When the ricin was ready, Gibbs prepared the compote, mixed in the ricin—carefully avoiding spillage—and delivered the dish to Lanier, who received it gratefully.
“Great,” Lanier said. “Hey, I owe you. Is there anything I can do for you?”
Yes, there is, Gibbs thought but did not say. And you shall soon provide it.
“There’s really nothing I need,” he said, instead. “I was happy to be of assistance.”
How long would it take for the ricin to kill his neighbor? After carefully disposing of the potentially contaminated garments he’d worn and scrubbing his entire kitchen from ceiling to floor, several times, Gibbs sat down and consulted his notes. It might take a few weeks, or a few days, depending on how much of the compote Lanier consumed before it took effect. The first signs might be much like the symptoms of a cold or influenza. They would grow rapidly more severe until, one day, he would simply succumb.
But Lanier did not succumb. Days passed without incident. Gibbs had not expected Lanier to announce that he was dying, but his appearance and demeanor remained unchanged.
Gibbs found himself lying in his bed, wide awake, long hours into the night, listening for the siren of a fire-and-rescue truck, or the sound of heavy boots in the hallway as hastily summoned firemen and paramedics rushed up the stairs to Lanier’s apartment. Gibbs imagined the glee he would feel when he heard a medical professional declare his neighbor to be, officially, dead.
No such announcement was issued, and Lanier remained very much alive. Each morning, Gibbs would enter the hallway and find his neighbor also standing there. Each morning, Lanier would smile at Gibbs as if greeting a long-lost friend. He would make small talk in the elevator, as if nothing untoward had happened. Gibbs found himself wondering whether he had actually attempted to poison the man.
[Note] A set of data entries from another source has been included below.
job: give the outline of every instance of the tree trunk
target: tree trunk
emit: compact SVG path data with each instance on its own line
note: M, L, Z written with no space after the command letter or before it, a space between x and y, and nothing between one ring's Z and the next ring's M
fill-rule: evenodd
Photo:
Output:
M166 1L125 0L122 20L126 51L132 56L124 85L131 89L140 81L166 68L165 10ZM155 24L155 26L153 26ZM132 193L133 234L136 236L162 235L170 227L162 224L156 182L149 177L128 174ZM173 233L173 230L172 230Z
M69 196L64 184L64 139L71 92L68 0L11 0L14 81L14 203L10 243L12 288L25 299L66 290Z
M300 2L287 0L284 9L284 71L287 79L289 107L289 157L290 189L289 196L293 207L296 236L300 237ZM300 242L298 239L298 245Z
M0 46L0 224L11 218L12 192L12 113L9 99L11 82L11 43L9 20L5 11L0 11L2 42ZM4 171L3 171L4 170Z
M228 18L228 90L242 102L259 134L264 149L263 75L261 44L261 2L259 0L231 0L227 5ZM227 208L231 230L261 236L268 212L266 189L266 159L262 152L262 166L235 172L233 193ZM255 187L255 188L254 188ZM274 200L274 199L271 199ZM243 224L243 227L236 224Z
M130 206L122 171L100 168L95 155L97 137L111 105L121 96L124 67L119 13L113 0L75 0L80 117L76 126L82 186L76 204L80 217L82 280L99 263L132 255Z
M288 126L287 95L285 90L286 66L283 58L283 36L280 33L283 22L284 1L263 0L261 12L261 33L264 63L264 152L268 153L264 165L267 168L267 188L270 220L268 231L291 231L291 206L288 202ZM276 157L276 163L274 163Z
Perhaps he had dreamt it all? But a quick check of his storage unit revealed the tiny, tightly capped bottle of ricin he’d hidden there, still waiting for him to devise a safe method of disposal.
He could not imagine what had gone wrong with his plan. He knew only that the attempt to murder his neighbor had been unsuccessful. But he knew, also, that he would never have the courage for another attempt. If the deed itself was not sufficiently off-putting, the long ordeal of fruitless waiting was quite sufficient.
Gibbs made his peace with the situation. Perhaps it was time to begin the search for a new place to live—an apartment far away from his present lodgings. He made up his mind to begin the search the following day.
In the morning he made calls to several rental agents in town and made appointments to look at some apartments that had only recently become available. As he slipped into his overcoat, his doorbell rang.
“Good morning,” Lanier said.
“Mr. Lanier!”
“Oh, I think our friendship’s gone beyond Mr. Lanier and Mr. Gibbs. Don’t you think so, Arthur?”
“I suppose so,” Gibbs said. He waited for Lanier to state his business.
“May I come in?” Lanier said.
“I was just going out,” Gibbs said. “Is this something that could wait?”
Lanier frowned and shook his head. “Don’t think so,” he said. “I need your opinion on something important. Important and urgent.”
Puzzled, Gibbs moved aside so Lanier could enter. His neighbor went into the living room and quickly took a seat on the sofa. He opened the small paper bag he carried, removing a plastic container with a lid, which he placed on the table before him.
Gibbs waited impatiently for Lanier to continue, but his neighbor seemed to have lost his sense of urgency. He sat quietly, his eyes roaming around the room for what seemed an eternity. Gibbs was about to ask his business when Lanier finally spoke up.
“Nice place,” he said. “I really like what you’ve done with it. These newer buildings don’t have much character, but I like the way you’ve made this space your own.”
“Thank you.” Gibbs waited, but Lanier seemed in no hurry to proceed to business. After a long moment, Gibbs felt the need to move the discussion forward.
“So what can I do for you, Mr.—”
“Jim, please,” Lanier said. “Or James, if you insist on being formal. I’d prefer Jim. Just Jim.”